Over my many years as an e-learning guy, the No. 1 question I am asked consistently is: “What’s the one e-learning development tool I should buy?” Hoping for an answer that would promise online learning success, the person posing the question would anticipate my answer by listing respected tool choices. My response over the years evolved to, “It depends on what you are trying to build and your skill level. Does a carpenter have only a hammer or a saw? No, they use the tools that meet the need.” But even knowing that, I searched and surfed for that miracle learning development app.

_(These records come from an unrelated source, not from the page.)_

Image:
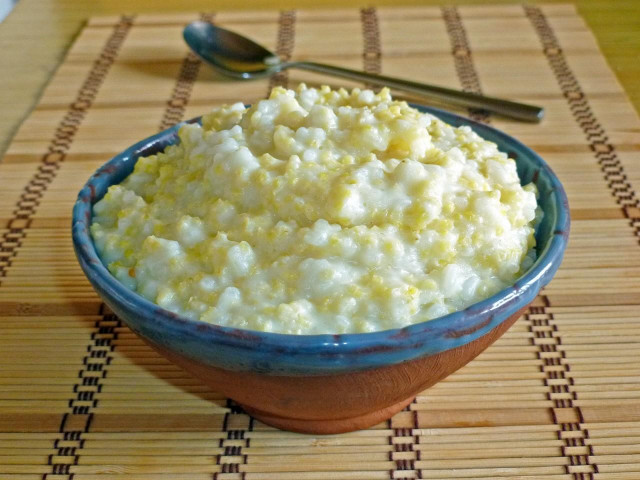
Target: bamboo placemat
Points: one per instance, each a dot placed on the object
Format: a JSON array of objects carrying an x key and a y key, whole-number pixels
[{"x": 557, "y": 397}]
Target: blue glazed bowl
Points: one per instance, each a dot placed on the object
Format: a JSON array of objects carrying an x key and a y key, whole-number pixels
[{"x": 327, "y": 383}]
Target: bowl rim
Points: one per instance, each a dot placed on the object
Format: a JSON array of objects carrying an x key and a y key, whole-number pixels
[{"x": 399, "y": 344}]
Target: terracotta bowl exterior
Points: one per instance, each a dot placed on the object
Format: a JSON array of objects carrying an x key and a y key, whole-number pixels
[{"x": 327, "y": 383}]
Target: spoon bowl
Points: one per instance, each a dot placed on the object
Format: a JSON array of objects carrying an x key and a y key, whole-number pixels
[
  {"x": 230, "y": 53},
  {"x": 237, "y": 56}
]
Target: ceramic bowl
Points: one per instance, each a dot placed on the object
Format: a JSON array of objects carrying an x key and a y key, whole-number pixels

Then it happened: the realization that I needed to improve my skills with the tools at hand and that the tools themselves don’t necessarily build successful courses. Too often, our perception is that “new tech” is better, and novel is considered engaging. We spend too much time searching for the perfect course, method, and tools.
Honing the Craft of Instructional Design
So I began to practice creating and arranging the building blocks of our trade for online learning. They include:
Stories: Narratives, scenarios, and business cases
Images: Models, infographics, scene, and animation
Audio: Recorded narration and sound effects
Interaction: Learner decisions and responses
No matter what device we are using, we arrange these elements into relevant and beneficial knowledge. When we have trouble writing an interesting story, we don’t jump online looking for new letters to add to our 26-character alphabet. We practice and work hard to use the letters we have in novel and engaging ways.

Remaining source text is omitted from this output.